Now we come to the area that dips downward into a small valley or gully. A Derby service station once stood in this area. This area later housed a “little brown house” building that served as a chicken “shack”, a gift shop and my first remembrances of Piggy Sue’s Restaurant. Later, it was removed and replaced with a mini strip mall building that runs north and south along the property and houses several businesses.
Across the parking lot now stands a government office building. A dairy once occupied the area. Later, a huge Western Auto store owned by my friend Charles Jackson was located there. It was a grand store selling a wide variety of home and auto products, tools, appliances and accessories. In back of the Western Auto building, Clyde Rogers once had a mechanic shop. I still remember the big sale held there before the business closed and have retained many of the quality bargains I bought there!
On the lot where the old Gulf station still sits, there once stood a clapboard home that was the residence of the Methodist district superintendent.
I really meant to end our tour at Hyatt Street until I thought about the corner lot now held by E-Z Mart, and couldn’t resist mentioning personal fond memories of a business that formerly held that spot.
In the 1950-60s there was a restaurant there called Bee-Dee’s. I think about Bee-Dee’s every time I hear the Arby’s (I think) commercial that claims they brought the public “curly fries”. Curly fries could be found in Monticello long before Arby’s. Incidentally, “Bee Dee’s” stood for “Bigger Dips” of ice cream. They served a plethora of fine foods there for years.

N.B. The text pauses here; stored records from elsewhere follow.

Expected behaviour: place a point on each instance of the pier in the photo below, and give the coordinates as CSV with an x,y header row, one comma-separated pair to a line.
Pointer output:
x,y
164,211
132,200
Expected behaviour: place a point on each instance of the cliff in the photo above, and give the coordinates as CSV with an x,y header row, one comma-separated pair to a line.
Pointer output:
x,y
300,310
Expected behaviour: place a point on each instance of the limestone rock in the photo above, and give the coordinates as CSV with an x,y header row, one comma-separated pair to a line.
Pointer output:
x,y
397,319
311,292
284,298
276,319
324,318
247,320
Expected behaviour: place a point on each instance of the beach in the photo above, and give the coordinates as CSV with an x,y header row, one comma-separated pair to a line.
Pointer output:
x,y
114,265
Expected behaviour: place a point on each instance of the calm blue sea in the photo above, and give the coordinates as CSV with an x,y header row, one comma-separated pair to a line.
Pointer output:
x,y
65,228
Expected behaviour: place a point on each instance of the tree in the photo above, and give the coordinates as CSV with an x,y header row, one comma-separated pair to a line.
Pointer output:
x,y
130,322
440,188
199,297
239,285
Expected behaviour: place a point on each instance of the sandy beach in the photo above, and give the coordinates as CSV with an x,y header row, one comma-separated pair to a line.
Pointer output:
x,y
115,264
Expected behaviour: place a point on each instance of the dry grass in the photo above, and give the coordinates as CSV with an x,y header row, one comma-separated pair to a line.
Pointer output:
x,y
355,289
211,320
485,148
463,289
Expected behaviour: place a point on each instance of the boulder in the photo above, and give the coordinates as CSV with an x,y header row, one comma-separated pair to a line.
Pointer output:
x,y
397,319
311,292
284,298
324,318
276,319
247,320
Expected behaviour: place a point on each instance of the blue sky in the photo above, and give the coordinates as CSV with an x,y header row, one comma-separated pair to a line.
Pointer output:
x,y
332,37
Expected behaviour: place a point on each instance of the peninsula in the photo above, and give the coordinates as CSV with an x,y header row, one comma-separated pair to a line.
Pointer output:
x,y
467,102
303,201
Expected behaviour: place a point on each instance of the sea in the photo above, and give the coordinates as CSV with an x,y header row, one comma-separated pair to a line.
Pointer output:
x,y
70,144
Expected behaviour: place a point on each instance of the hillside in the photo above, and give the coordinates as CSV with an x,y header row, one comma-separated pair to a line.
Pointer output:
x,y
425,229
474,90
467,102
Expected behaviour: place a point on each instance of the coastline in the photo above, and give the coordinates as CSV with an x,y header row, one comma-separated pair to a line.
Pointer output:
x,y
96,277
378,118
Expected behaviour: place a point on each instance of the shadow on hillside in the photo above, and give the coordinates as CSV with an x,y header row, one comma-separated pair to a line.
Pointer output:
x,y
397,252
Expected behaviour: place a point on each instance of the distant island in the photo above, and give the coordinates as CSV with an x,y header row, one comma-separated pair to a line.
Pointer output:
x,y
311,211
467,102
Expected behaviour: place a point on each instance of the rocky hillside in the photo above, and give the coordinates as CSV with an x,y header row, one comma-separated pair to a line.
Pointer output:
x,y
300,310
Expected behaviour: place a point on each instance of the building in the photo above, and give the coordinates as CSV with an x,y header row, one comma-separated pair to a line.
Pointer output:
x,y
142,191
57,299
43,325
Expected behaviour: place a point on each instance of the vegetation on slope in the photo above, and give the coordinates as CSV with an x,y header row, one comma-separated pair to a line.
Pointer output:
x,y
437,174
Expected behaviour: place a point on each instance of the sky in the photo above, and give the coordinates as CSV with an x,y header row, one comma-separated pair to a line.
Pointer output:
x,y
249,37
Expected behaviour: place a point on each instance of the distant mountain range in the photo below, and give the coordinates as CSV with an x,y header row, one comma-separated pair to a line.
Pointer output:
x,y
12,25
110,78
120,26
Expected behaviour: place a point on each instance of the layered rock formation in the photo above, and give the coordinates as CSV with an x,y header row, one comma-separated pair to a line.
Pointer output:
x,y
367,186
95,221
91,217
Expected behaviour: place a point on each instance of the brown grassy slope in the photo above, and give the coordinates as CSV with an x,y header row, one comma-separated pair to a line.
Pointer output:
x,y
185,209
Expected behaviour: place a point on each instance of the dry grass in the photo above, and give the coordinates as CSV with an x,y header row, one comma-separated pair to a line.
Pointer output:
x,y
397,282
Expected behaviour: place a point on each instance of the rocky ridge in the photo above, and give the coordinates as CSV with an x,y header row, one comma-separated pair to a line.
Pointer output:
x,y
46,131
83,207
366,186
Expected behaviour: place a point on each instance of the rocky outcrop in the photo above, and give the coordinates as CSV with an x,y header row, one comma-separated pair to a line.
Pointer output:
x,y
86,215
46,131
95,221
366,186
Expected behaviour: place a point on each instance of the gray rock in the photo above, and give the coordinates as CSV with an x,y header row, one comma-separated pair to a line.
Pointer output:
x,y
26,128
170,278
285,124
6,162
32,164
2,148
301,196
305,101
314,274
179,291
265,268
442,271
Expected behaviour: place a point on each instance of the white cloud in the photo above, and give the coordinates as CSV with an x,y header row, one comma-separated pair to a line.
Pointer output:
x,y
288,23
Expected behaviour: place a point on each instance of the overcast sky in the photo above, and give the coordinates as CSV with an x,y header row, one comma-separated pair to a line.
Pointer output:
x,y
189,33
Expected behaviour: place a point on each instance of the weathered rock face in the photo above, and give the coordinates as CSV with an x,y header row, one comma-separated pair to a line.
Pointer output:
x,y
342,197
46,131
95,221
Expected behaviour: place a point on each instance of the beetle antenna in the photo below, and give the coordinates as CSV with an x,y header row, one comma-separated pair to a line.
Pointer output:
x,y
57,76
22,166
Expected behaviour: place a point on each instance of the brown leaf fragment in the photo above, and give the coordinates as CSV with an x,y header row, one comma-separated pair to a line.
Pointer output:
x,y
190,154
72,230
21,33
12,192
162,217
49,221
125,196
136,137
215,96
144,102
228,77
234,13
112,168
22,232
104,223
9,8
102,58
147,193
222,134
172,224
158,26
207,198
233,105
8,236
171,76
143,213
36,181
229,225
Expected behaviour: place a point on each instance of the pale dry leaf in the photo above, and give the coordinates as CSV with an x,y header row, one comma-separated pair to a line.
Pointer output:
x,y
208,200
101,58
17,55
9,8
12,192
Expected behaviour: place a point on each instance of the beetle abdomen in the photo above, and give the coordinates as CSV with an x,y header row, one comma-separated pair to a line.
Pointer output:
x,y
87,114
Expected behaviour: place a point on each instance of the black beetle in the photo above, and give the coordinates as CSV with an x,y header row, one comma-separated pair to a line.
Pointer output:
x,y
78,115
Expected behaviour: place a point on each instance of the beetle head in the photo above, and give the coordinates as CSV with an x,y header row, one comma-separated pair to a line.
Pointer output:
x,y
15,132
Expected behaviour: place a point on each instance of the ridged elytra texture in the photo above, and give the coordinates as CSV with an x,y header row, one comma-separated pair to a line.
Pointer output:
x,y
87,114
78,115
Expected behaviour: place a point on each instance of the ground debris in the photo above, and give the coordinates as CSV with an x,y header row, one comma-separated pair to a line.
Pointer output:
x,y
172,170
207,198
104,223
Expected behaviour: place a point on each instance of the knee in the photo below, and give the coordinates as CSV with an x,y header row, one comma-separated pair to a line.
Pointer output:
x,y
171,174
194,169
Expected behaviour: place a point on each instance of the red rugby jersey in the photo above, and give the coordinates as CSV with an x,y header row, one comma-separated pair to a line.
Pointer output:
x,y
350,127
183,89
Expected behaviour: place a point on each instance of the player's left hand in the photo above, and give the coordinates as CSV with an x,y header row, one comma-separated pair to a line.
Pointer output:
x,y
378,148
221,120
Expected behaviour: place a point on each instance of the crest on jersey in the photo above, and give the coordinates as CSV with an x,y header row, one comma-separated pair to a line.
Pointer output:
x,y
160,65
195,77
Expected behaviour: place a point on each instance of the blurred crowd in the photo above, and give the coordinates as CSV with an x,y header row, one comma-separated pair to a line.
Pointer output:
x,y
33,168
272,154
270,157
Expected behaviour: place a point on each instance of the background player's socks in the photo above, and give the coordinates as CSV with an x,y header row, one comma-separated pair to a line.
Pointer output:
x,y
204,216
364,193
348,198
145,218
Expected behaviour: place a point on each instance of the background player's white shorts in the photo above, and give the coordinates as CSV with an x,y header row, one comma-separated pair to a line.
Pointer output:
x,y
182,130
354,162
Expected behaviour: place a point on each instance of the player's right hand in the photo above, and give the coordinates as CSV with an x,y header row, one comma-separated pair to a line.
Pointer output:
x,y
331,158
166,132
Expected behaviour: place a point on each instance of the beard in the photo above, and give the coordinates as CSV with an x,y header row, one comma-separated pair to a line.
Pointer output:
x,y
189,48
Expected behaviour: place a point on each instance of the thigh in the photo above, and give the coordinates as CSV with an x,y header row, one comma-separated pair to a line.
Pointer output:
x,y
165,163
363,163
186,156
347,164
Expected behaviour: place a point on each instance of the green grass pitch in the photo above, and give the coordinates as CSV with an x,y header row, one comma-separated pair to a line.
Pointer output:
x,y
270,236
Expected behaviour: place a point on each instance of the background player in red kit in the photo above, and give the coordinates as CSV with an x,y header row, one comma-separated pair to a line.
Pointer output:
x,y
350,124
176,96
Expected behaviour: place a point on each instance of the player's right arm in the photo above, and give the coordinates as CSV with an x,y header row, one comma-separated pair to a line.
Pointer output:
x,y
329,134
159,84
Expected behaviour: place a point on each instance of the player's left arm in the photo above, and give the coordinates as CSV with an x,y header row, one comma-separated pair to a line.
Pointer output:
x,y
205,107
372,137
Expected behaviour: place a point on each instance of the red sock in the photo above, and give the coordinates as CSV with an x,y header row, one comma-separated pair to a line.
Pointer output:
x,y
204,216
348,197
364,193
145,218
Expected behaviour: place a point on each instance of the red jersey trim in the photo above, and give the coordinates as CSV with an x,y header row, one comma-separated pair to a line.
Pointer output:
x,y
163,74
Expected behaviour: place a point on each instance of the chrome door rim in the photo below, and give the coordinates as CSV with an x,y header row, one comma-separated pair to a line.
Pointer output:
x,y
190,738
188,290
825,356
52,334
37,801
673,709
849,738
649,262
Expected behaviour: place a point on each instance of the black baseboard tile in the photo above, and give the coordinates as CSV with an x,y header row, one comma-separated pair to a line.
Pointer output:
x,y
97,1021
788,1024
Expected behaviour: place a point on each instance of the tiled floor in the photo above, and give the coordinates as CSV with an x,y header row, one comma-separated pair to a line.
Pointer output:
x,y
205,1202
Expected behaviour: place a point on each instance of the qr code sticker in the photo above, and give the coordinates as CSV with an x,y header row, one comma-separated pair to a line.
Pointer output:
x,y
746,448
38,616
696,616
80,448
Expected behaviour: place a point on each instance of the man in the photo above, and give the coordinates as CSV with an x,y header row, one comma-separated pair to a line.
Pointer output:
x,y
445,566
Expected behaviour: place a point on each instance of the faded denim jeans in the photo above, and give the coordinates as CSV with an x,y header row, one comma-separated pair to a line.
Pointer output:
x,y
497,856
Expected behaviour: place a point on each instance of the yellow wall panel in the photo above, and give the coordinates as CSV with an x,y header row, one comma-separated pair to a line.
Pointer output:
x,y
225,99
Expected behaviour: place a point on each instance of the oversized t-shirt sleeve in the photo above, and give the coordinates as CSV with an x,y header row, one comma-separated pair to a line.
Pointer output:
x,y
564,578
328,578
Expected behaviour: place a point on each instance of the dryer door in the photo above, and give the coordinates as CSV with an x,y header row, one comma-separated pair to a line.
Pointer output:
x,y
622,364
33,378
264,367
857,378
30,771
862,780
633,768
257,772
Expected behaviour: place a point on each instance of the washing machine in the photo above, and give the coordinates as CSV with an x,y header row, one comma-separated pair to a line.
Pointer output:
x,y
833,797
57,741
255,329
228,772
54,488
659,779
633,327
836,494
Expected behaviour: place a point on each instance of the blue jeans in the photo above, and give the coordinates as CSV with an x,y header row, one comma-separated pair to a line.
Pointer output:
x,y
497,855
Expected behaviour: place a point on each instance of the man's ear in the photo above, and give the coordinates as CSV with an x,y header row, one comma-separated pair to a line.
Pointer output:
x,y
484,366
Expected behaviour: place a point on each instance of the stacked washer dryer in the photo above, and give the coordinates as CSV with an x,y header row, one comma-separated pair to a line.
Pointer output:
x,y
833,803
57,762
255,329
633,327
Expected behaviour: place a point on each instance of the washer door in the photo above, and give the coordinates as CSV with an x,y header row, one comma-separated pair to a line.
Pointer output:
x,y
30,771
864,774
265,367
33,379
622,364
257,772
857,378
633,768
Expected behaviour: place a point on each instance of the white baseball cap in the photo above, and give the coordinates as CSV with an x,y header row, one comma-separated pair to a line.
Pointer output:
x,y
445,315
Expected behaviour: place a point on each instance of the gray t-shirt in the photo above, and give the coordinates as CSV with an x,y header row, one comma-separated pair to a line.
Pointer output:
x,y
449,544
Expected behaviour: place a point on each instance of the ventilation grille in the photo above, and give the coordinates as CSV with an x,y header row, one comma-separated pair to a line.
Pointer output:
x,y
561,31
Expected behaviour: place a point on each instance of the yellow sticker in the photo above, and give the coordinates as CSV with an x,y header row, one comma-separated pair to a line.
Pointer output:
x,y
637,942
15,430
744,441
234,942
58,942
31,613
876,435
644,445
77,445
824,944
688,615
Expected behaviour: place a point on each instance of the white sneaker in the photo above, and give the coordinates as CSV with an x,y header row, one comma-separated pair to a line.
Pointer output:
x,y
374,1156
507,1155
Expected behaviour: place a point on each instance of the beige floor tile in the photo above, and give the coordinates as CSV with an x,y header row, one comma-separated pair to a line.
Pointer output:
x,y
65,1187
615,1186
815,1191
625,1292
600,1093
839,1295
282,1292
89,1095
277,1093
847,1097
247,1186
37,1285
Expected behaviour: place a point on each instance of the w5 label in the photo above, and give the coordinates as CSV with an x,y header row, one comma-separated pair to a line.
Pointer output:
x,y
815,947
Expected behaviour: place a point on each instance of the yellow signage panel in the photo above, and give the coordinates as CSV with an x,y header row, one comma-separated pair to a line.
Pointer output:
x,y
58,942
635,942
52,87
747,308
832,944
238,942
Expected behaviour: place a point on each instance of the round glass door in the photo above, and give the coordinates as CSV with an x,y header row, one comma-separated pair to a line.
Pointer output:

Nearly all of this area from the square to Hyatt – and beyond – housed residences in Monticello’s earlier days. As time marched on many residences changed hands and were moved, or torn down, so that businesses could spread out from the square.
Upon the completion of Arkansas 81 (now U.S. 425) the spread of businesses from the square went more frequently in an east-west direction, leaving many downtown businesses “in the cold”. Many became office space; many were and are today being replaced by other businesses. We savor and dread some of these changes, but we can attribute it all to “growing pains” and progress.
U.S 425 is now generally considered a driving nightmare at certain times of the day and yet new questions arise. “Where will Monticello’s next spread go? When will it begin? What will happen to the businesses left behind?” No one truly knows but one day it will all be a part of Monticello and Drew County’s history.